Dave Blazek’s job is to make you forget life for a few seconds and laugh. Through his syndicated comic, Loose Parts, he offers quirky observations and absurd scenarios — but lately, a pressing question has popped into his personal thought balloons as a daily gag cartoonist:
Should he let "the new normal" of pandemic life in 2020 invade his strip's silly, sealed-off world?
“I understand that the coronavirus — and all that it has changed — is tremendous fodder for ideas, and it certainly has the benefit of common experience that so many cartoons tap deep into,” Blazek says. “But I just decided to not address it in Loose ”
Instead, Blazek is among at least 70 cartoonists who plan to pay visual tribute to first responders and other essential workers in their print and online color art on Sunday. The coordinated "cartoon gratitude" campaign will feature a handful of icons embedded into the strips, to thank everyone from medical personnel (symbolized with a cartoon mask) to scientists (a microscope symbol) to teachers (an apple) to food workers (a fork).
The idea began with "Baby Blues" co-creator Rick Kirkman, who contacted some of his fellow cartoonists about coordinating a campaign while sheltering in place. Kirkman's syndicate, King Features, and the National Cartoonists Society helped boost the initiative, as did Andrews McMeel Syndication.
June 7 marks the weekend that the NCS was set to hold its Reuben Awards convention in Kansas City, Mo.; the event was canceled because of coronavirus-related concerns.
Kirkman hopes readers will get into the spirit of the "big thank-you search" for symbols, like an "I Spy" game. "Each time they find one," he says, "it's a little vibe of gratitude for the people it represents."
He hopes that feeling of gratitude in turn will spur readers to give to charities aiding people during the pandemic. Some of the cartoonists will cite specific charities in their comics, and participating strips (including Mutts, Rhymes With Orange, Speed Bump and Pearls Before Swine) will be viewable online at ComicsKingdom.com and GoComics.com.

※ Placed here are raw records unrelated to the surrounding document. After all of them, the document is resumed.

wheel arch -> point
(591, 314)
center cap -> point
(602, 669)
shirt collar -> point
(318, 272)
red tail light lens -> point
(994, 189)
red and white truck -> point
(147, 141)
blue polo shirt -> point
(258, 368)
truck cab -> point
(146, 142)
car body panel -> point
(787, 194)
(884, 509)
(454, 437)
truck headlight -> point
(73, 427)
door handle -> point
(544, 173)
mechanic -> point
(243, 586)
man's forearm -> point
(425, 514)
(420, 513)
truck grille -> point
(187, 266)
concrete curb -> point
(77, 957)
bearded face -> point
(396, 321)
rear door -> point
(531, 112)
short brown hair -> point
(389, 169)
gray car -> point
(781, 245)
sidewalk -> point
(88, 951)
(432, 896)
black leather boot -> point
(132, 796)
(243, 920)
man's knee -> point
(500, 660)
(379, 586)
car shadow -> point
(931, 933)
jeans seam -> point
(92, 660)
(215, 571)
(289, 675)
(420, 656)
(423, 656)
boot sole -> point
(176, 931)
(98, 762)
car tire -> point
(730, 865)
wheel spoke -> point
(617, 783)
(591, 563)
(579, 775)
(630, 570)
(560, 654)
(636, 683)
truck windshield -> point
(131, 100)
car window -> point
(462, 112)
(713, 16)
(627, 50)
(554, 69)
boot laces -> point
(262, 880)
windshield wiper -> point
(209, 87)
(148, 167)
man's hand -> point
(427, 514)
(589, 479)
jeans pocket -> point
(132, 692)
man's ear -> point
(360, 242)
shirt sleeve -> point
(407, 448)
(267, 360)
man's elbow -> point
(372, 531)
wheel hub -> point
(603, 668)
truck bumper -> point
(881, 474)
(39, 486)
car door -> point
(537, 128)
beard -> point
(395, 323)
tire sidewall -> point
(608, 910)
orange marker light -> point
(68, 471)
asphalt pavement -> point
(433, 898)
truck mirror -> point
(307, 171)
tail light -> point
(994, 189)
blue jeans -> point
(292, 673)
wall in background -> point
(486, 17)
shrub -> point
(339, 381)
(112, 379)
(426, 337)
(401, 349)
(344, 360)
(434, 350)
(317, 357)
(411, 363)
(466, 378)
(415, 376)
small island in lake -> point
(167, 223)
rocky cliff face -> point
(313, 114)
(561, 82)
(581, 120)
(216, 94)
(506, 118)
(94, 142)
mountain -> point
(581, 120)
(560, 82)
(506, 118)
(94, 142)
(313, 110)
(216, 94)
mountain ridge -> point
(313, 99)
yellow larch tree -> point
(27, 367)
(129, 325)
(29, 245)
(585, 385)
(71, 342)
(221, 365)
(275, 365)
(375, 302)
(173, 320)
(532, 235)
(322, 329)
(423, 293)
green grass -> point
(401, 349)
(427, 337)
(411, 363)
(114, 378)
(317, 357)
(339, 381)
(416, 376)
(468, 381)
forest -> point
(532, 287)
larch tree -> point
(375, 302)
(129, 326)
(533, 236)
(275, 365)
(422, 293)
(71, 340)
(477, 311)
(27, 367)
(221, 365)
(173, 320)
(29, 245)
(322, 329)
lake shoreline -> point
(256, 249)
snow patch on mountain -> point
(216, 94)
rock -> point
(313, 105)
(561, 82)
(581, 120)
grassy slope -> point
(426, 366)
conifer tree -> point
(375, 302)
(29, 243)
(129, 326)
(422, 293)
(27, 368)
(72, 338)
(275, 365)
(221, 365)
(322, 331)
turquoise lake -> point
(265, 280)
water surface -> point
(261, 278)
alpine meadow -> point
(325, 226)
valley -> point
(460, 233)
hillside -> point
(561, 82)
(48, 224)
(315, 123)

In addition to the microscope, apple and fork, Blazek included a “hidden” cart (a nod to grocery workers) and a steering wheel symbol (for delivery and transportation workers) in his Loose Parts strip, which is distributed by the Washington Post Writers Group.
For the Valley Forge-based cartoonist, thanking essential workers hits intensely close to home. Blazek’s father-in-law, Ray Beach, died of COVID-19 in Lancaster and his daughter Olivia Blazek is a doctor doing her residency in Charlottesville, Va.
"One of the more searing memories of my life will be watching my wife say her final goodbye to her dad over an iPhone held up by a nurse we never saw," Blazek says. "There was a part of my brain that was eminently aware that someone who knew none of us was holding that phone in silence."
Blazek, who worked in The Inquirer’s marketing department until his 2018 retirement, says he thinks not only about how difficult the pandemic is for patients and their families, but also about “how oddly disorienting it must be” for health-care workers, too."
Kirkman says he feels a debt to people who are trying to save lives and keep essential services functioning. “But you can’t go around and thank all of them personally and stuff money in their pockets,” he says, so perhaps charity donations sparked by the comics will make a difference.